Some people are just troublemakers. They are always thinking up some crooked plan and telling lies. They use secret signals to cheat people; they wink their eyes, shuffle their feet, and point a finger. They are always planning to do something bad. But they will be punished. Disaster will strike, and they will be destroyed. There will be no one to help them. (Proverbs 5:12-14)
If you have ever had a troublemaker in your life, you know just how hard it can be to around them for any length of time. You just want to turn and run when you see them because you know nothing good is about to come of the encounter. Wisdom would suggest we avoid them entirely, but we all know it is impossible to never encounter them at all. So, what do we do when we encounter a troublemaker in our lives? If we want to learn how to deal with them, we need only look as far as Christ's example.
Jesus was surrounded by members of the religious leadership, thinking they knew more than he did, always trying to find fault with what he said or did. He didn't just rebuke them and move on - he cared too much for their lost souls. He didn't just 'take it' either - for he knew those of weaker faith needed to hear the message of hope he brought. He answered each one of their unfounded claims with dignity and grace. He didn't shy away from them, he purposefully placed himself in a position where they'd be.

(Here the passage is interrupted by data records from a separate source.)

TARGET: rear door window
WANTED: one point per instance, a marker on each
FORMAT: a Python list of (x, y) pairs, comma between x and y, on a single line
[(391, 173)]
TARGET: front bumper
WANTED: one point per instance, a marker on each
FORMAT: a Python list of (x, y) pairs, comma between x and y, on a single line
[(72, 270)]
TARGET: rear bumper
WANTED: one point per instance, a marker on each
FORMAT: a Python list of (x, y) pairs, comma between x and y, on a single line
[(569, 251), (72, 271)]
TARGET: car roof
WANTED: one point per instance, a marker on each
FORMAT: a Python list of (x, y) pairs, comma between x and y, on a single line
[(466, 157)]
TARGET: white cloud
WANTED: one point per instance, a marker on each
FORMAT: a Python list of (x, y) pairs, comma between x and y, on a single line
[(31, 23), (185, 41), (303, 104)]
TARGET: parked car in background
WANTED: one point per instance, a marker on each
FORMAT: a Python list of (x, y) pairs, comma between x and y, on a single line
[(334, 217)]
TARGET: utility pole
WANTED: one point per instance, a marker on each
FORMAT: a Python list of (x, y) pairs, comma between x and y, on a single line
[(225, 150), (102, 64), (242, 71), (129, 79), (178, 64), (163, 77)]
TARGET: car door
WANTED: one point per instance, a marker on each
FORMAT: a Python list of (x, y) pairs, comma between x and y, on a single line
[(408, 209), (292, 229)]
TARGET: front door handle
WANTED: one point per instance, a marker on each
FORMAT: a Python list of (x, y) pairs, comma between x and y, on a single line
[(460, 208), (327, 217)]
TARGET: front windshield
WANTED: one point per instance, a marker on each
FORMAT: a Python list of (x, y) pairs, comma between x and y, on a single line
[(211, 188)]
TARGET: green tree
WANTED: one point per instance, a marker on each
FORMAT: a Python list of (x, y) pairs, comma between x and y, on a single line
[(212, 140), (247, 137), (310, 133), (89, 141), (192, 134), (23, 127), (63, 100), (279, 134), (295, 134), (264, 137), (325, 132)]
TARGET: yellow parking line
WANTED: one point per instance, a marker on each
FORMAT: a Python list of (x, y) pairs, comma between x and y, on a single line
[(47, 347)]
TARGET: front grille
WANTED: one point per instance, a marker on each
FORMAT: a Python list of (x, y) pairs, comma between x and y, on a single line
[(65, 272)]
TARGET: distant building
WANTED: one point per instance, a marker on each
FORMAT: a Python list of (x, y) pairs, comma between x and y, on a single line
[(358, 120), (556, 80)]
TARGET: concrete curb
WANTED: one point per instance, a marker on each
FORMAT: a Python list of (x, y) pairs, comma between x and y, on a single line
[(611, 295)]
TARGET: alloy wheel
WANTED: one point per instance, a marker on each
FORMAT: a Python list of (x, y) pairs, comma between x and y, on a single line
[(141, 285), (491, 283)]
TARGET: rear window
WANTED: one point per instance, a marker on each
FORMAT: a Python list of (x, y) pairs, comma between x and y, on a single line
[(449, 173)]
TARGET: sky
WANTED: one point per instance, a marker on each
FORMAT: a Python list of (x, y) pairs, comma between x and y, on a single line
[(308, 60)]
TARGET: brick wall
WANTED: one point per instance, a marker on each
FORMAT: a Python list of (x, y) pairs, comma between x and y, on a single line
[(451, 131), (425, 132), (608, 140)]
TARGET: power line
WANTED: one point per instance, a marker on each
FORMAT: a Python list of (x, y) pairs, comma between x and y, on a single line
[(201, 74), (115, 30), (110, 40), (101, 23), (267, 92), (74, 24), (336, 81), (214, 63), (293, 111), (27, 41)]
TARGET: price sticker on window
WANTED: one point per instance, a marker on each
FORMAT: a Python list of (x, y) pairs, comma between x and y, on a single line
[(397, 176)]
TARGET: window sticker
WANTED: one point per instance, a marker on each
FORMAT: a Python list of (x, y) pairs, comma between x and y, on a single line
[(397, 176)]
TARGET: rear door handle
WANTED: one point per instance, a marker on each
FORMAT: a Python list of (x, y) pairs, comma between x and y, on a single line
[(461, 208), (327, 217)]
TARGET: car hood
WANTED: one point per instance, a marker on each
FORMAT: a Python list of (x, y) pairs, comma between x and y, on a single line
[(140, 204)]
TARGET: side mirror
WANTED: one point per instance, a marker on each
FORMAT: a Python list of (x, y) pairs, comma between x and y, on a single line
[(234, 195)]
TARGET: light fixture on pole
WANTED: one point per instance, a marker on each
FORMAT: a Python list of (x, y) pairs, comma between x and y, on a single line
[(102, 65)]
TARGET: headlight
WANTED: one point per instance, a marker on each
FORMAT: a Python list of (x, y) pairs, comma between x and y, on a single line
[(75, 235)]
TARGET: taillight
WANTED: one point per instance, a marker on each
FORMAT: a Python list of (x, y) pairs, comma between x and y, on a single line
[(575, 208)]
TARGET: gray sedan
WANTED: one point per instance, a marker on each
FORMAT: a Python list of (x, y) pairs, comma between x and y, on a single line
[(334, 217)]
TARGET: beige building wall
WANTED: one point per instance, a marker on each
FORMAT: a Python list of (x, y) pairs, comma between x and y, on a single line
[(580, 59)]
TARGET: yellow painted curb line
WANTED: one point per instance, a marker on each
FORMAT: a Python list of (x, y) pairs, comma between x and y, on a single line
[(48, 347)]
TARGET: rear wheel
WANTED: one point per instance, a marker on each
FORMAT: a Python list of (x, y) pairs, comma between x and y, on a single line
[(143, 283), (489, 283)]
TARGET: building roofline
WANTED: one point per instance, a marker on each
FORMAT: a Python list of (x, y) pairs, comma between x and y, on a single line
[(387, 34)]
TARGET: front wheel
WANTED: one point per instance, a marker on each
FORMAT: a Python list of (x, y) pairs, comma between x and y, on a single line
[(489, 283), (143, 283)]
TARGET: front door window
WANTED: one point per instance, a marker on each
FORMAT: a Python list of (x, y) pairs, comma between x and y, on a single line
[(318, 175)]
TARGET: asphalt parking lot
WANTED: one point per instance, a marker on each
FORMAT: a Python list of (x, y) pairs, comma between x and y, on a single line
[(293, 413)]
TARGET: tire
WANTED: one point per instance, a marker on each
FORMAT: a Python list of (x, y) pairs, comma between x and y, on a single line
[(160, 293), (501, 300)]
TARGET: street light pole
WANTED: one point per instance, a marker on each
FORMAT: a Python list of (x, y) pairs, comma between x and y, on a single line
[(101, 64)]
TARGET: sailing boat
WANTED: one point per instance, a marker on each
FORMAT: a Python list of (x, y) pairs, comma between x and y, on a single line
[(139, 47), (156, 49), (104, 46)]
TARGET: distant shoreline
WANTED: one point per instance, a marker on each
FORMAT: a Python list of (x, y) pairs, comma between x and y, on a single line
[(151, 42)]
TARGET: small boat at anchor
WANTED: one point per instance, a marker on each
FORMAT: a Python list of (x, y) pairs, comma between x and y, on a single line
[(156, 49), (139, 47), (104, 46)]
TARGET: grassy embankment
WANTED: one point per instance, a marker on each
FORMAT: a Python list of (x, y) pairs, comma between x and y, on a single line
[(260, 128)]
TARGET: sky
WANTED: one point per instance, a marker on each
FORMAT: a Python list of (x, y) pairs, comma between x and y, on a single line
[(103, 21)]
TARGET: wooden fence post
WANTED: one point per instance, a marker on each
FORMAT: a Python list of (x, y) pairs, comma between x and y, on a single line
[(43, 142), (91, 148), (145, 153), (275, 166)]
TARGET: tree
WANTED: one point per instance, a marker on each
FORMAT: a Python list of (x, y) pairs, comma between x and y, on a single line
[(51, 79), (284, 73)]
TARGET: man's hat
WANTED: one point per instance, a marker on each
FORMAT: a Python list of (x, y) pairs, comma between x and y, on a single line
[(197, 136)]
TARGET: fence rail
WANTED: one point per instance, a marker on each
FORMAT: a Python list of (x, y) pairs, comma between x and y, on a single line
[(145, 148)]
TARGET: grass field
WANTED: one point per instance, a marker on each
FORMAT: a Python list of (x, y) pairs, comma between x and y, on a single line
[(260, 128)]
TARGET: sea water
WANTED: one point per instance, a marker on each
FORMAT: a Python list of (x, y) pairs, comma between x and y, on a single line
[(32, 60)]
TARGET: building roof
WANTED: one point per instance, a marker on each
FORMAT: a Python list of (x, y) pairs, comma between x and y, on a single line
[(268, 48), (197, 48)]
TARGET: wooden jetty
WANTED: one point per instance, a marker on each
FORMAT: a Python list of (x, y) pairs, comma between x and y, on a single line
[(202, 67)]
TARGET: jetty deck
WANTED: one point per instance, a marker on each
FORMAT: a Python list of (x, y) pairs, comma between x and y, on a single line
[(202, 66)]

We also have the instruction given by Paul in Philippians 4:5 to let everyone see our gentleness and kindness, to pray and give God the worries of that relationship or encounter. I have 'shot up' many a quick prayer to him when encountered by a troublemaker, asking not only for wisdom in 'handling' the moment, but to have God intervene in the actions of the troublemaker. When we trust God to 'shut it down', we might just find there comes a 'lull' in the troublemaker's actions that suggests God is intervening.
We don't want these individuals in our lives, but Galatians 6:1 tells us to always be gentle and attempt to 'make the individual right again' in the relationship. They will cause havoc with the greatest of ease, but our response should always be one of gentleness and grace. When encountered with that 'double-barreled defense' they might just find they have very little sway in our lives. A troublemaker who cannot stir up the trouble they hoped to create is actually undone by such a response. Just sayin!